Start by spiralizing the zucchini and place the strands in a colander; add a teaspoon of salt and mix well. Set your colander in the sink or over a large bowl (make sure it’s elevated so the zucchini doesn’t come in contact with the water that it will release) and place a sturdy plate that fits snuggly over the zucchini. Add a weight over that plate and let that rig sit for about 30 minutes, until the zucchini has released all of its water.
With the help of a mandolin, slice the sweet potato as thinly as possible and reserve.
Preheat your oven to 375°F
Melt some cooking fat in a heavy skillet (cast iron preferred) set over medium-high heat.
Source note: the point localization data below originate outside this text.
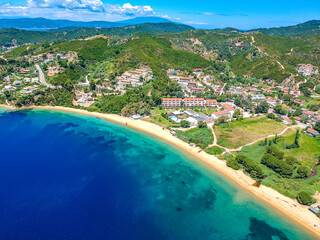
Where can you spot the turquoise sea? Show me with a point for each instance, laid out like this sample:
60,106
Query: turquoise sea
69,176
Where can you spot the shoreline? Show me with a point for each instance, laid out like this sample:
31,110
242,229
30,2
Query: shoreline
287,206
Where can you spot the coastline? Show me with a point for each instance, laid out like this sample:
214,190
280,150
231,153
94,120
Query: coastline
288,207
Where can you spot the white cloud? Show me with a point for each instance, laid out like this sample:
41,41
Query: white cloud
195,23
85,10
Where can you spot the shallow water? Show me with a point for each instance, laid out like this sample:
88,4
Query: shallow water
69,176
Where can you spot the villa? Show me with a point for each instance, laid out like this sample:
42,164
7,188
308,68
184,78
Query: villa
171,102
312,132
220,114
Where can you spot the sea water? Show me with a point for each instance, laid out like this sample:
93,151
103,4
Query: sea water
70,176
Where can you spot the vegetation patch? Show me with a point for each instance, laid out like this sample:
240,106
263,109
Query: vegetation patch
236,134
202,137
214,150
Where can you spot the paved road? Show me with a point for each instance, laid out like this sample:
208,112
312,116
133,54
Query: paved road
42,78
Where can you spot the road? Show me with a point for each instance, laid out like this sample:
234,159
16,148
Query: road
230,150
42,78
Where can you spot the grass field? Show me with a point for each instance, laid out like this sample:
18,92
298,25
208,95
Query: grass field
202,137
237,134
156,118
307,155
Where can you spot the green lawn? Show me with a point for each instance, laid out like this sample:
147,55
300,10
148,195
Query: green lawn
156,118
202,137
236,134
307,155
214,150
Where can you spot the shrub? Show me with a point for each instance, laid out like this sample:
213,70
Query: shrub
202,124
215,150
233,164
291,160
250,166
277,165
305,198
302,172
185,124
275,152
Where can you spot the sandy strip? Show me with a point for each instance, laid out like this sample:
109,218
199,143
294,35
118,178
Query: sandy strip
287,206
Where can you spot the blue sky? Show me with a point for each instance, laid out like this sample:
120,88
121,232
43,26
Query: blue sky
202,13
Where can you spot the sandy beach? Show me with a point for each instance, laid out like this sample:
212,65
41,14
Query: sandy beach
287,206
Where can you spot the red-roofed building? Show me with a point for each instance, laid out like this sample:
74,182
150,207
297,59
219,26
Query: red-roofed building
312,132
171,102
308,114
287,121
316,118
211,102
228,107
194,102
217,115
298,103
197,70
197,90
297,118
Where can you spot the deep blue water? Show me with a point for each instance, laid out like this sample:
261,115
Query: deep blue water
67,176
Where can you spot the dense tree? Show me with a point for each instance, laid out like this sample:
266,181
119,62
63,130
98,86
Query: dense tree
262,107
305,198
277,165
317,126
250,166
202,124
185,124
233,164
302,172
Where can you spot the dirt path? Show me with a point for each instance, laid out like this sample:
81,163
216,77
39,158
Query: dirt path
229,150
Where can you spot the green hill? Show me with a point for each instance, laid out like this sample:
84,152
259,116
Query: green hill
303,29
22,36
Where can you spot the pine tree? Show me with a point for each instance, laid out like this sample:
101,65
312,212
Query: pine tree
296,140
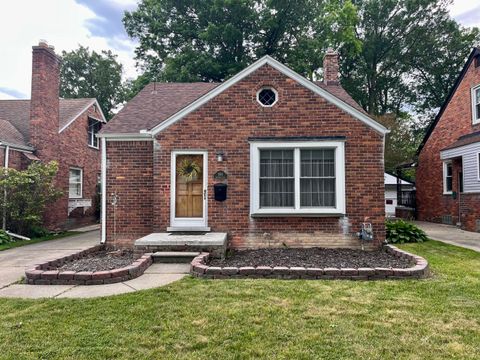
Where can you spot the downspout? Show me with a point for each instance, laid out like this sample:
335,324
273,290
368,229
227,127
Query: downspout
104,190
5,165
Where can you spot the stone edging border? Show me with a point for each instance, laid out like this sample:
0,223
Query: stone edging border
45,274
199,268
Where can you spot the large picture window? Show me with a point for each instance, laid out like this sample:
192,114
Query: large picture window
297,178
75,183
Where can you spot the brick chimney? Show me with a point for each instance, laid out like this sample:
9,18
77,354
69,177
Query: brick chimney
44,104
330,67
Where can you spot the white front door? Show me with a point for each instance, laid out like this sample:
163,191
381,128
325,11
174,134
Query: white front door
188,201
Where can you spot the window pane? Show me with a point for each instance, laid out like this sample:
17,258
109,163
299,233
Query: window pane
317,178
75,183
449,170
449,183
317,192
276,178
277,193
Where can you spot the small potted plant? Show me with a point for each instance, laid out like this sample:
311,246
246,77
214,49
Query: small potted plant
189,169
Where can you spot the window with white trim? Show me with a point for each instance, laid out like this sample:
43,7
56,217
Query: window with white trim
75,183
297,178
94,127
478,166
447,177
476,104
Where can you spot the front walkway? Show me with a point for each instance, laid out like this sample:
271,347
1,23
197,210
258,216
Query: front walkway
451,235
13,263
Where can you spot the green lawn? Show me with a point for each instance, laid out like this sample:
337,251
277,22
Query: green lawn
18,243
438,318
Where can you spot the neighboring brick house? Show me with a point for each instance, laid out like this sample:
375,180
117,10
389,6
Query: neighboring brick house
48,128
302,161
448,173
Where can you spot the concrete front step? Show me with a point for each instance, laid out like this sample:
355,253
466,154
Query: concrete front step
214,243
174,256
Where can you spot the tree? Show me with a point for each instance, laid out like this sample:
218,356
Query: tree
28,192
412,52
402,142
210,40
86,73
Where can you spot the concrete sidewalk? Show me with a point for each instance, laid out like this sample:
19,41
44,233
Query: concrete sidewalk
451,235
14,262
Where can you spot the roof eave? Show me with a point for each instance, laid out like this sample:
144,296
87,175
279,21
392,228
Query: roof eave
475,52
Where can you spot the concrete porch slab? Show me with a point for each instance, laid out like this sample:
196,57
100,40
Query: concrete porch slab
179,239
148,281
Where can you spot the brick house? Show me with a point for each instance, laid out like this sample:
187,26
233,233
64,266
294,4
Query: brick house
448,173
302,162
47,128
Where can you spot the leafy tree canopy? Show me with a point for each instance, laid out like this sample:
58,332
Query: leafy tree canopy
86,73
210,40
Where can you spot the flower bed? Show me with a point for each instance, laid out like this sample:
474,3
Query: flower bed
201,267
57,272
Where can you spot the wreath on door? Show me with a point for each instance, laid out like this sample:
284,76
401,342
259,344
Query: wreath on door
189,170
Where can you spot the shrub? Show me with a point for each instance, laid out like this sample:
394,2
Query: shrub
400,231
29,192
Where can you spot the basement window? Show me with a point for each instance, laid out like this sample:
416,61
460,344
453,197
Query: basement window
94,127
75,183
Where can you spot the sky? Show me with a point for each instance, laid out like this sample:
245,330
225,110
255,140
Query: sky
66,24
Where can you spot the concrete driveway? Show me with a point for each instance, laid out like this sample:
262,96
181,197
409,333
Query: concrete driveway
13,262
451,235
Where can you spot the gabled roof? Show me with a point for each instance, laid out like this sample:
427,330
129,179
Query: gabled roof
464,140
475,52
17,113
160,105
154,104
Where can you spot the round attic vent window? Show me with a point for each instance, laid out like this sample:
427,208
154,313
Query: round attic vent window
267,97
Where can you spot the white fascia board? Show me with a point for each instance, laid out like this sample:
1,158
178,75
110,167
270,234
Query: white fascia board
94,101
288,72
126,136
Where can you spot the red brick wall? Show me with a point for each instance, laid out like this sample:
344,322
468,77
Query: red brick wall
455,122
130,177
225,123
73,151
44,104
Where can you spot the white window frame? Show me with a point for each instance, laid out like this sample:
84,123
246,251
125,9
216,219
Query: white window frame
445,165
478,168
267,88
475,120
338,146
91,136
81,183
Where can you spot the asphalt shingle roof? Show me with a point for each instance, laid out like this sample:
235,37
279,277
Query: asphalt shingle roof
17,113
158,101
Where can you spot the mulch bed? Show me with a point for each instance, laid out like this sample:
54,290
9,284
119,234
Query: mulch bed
312,257
100,261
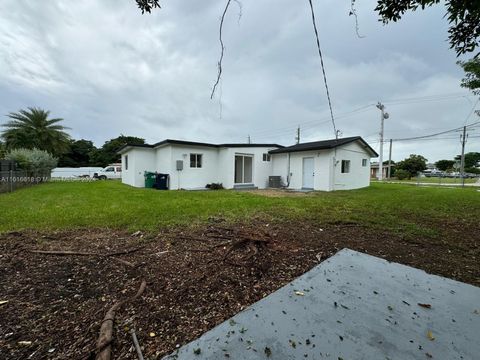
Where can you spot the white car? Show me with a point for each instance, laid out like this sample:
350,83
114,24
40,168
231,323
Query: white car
112,171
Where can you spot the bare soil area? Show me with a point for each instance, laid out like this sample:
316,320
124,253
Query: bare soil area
52,306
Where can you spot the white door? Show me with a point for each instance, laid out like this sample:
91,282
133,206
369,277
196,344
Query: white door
243,169
308,173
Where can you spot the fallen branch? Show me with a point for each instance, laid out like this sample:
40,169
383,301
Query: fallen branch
105,338
136,344
250,243
83,253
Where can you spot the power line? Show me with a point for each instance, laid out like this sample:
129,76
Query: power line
323,69
438,97
436,134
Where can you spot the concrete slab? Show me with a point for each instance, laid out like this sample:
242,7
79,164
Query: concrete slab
352,306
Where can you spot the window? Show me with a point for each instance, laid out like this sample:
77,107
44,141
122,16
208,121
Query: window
345,166
195,160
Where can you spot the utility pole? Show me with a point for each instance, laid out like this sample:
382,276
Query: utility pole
297,138
384,115
390,161
463,140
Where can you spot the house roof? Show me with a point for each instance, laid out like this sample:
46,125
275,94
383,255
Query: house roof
127,147
324,145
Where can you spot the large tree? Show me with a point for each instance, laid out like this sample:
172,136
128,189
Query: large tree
472,159
463,16
107,154
79,154
445,165
413,164
472,74
32,128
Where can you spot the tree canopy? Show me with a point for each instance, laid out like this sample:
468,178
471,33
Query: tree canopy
445,165
107,154
463,16
80,154
32,129
471,159
413,164
472,75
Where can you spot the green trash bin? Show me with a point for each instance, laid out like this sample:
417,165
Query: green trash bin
149,179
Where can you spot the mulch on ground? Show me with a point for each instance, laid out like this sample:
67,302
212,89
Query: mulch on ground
52,306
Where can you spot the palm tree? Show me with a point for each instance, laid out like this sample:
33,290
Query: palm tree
33,129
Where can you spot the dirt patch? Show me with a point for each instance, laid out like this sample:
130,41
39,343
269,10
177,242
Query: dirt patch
280,193
195,279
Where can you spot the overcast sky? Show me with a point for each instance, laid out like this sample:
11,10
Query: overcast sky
108,70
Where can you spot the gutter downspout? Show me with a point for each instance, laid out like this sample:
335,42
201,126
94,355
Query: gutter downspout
288,169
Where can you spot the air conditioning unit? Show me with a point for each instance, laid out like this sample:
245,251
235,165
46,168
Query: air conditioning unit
275,182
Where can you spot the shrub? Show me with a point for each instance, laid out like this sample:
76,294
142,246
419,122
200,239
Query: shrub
215,186
32,159
402,174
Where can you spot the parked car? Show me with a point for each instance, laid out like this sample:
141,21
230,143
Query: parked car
112,171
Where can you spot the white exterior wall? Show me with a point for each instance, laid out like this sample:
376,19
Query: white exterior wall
193,178
218,165
327,168
359,176
322,169
139,161
261,170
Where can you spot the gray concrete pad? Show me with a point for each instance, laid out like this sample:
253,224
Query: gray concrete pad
352,306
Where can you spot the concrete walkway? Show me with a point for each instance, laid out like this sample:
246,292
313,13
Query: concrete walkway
352,306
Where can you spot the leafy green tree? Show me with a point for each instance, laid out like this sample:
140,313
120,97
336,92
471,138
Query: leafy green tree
413,164
401,174
472,170
463,16
471,159
32,128
33,160
444,165
78,155
107,154
472,74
Add the onions and celery, sprinkle lightly with salt and cook until softened and fragrant, about 2-3 minutes. Add the mushrooms, sprinkle with a little bit more salt and continue cooking until they get all soft and golden brown, about 5 minutes.
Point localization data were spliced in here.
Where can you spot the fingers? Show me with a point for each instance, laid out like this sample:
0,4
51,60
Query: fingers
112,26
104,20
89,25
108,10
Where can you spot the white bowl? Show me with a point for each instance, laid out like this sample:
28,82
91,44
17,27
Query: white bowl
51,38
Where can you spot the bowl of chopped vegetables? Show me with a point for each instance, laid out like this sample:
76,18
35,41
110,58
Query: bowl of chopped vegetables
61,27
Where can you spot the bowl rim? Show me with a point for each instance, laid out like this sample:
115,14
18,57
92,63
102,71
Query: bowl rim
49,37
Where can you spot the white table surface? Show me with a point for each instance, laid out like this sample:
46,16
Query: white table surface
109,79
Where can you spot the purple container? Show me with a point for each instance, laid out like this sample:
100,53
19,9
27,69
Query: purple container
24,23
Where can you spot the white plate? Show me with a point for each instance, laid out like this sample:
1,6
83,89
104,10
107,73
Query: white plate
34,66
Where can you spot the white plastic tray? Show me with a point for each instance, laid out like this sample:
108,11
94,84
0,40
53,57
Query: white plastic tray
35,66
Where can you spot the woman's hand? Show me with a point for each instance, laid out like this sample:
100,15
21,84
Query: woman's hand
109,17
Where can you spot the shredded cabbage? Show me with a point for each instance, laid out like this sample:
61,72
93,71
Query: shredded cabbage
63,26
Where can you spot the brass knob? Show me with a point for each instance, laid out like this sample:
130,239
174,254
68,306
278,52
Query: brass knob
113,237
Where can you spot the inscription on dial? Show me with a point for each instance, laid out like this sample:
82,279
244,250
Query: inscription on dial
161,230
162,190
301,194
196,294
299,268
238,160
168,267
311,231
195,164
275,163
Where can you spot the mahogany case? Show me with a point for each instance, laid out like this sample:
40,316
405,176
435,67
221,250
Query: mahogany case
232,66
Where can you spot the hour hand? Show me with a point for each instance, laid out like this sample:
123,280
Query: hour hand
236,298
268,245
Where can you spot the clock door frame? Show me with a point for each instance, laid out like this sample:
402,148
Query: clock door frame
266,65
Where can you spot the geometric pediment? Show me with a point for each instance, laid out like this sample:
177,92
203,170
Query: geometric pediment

Remove the vegetables to a plate, put the skillet back over the heat source, crank up the heat to high and add the ground beef. Break the meat into little pieces, sprinkle with yet a little bit more salt and cook until the beef turns dark brown and starts to become crispy, about 10-12 minutes.
When the beef is cooked to your liking, add the salted herbs (omit if you don’t have but make sure you adjust saltiness), Dijon mustard, oregano, paprika, pepper, cayenne and water. Stir until well combined and continue cooking for a few minutes until the liquid has completely evaporated. Add the vegetables back into the pan and stir well.
Transfer the meat to a baking dish and then arrange the spiralized zucchini over the meat, followed by sweet potato slices. Pour the melted ghee over the potatoes, cover with aluminum foil and bake in a 375°F oven for 55-60 minutes, until the potatoes are soft.
Remove the foil and broil for 3-5 minutes to crisp up the potatoes a little bit and give them a beautiful golden color.
Remove from the oven, let rest for 5-10 minutes before serving.